Поравнявшись с поворотом на голубовский мостик, Высоцкий невольно остановился, постоял с минуту, а потом снова почти бесцельно двинулся по этой дорожке. Если и было подсознательное стремление, так это еще раз пройтись по мостику и вблизи посмотреть на луг, уже начинавший желтеть в засушливую пору.

…На мостике ничего не изменилось: те же длинные доски, две из них шатаются, когда ступишь на них. Казалось, вот-вот послышится быстрый и легкий стук каблучков.

Шел по досточкам осторожно, будто нащупывая, куда ступить, будто умышленно задерживался, чтоб лучше представить и сильнее ощутить минувшее.

Вечерело. В садике крайней хаты усаживались на низкорослую яблоню куры. Из хлева напротив вышла старуха с хворостиной, согнала их оттуда, чтоб не портили деревца. А они подняли гвалт на всю Голубовку. Далеко уже был Высоцкий, а все еще слышал этот куриный переполох.

…Показался тополь, почти лежащий поперек улицы. Крона его раздалась и еще больше вытянулась в небо. Около забора под тополем должна быть скамеечка, где когда-то сидела Ева.

…Снова мостик, снова памятные Евины шаги, но уже не такие быстрые и легкие.

И направился в Арабинку лугом, тем самым путем, каким шел когда-то с Евой…

9

— Молотки, молотки!.. Давай таскай!..

Выкрики доносились из открытой двери комитета комсомола, а напротив, в приемной Жемчужного, сидели девушки и смеялись.

— Что он там кричит? — удивлялась секретарша Высоцкого, зашедшая к своей подруге. — Чушь какая-то!

— А кто это?

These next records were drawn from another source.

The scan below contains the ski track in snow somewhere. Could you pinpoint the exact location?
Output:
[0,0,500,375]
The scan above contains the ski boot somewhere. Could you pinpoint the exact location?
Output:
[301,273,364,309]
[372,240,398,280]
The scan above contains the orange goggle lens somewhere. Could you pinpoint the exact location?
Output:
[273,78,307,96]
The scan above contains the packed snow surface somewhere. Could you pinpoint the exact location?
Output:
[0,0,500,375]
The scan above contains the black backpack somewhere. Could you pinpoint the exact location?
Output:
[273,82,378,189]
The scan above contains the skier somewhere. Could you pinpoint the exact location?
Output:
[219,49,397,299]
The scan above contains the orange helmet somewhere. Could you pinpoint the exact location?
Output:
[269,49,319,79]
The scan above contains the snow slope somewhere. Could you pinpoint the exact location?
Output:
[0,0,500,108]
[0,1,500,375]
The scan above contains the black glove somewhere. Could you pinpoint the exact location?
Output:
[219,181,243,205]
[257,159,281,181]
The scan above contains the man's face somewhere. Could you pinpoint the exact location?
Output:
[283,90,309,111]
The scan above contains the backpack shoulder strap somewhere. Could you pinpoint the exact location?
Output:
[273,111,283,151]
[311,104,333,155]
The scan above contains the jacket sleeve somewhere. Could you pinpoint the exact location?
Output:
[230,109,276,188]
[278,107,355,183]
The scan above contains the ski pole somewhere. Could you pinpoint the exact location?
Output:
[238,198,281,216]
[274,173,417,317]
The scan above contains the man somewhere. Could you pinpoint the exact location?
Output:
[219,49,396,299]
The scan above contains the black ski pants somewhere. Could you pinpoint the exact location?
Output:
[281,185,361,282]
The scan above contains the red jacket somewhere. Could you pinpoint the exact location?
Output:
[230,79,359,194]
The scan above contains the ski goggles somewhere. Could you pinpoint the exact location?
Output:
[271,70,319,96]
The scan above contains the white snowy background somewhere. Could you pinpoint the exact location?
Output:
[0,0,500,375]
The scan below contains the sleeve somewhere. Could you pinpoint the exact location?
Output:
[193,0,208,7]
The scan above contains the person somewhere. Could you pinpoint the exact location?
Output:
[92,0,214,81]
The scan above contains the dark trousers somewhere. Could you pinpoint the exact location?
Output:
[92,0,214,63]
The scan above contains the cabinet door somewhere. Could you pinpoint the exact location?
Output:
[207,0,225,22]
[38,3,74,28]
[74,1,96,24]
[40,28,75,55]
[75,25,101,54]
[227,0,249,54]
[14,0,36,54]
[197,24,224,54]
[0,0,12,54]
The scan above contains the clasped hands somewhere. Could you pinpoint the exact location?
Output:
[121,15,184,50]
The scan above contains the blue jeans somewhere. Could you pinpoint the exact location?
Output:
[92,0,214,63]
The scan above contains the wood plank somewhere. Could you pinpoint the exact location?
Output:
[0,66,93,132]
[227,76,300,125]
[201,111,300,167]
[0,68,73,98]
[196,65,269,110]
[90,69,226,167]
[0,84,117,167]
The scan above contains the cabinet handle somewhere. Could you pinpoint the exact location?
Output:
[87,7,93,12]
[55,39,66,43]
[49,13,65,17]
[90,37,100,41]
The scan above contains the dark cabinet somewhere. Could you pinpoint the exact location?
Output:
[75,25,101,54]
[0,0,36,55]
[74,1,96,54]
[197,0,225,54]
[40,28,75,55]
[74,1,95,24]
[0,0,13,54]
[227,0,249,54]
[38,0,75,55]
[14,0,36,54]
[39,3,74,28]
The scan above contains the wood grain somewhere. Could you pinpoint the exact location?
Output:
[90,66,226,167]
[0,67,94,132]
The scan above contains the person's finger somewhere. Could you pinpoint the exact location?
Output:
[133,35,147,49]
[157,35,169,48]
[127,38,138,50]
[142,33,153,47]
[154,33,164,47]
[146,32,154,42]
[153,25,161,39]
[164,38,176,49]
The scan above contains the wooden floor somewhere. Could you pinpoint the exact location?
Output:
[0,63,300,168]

Генка?

— Нет, не его голос. Видно, Валера дает кому-то директивы по телефону.

— Иди закрой дверь!..

В приемной стало совсем тихо, будто людей тут не было, а в кабинете если и разговаривали, то оттуда не доходило ни звука. Все наиболее значительные кабинеты в тресте были отгорожены от приемной дубовыми дверями со специальными пристройками, похожими на шкаф.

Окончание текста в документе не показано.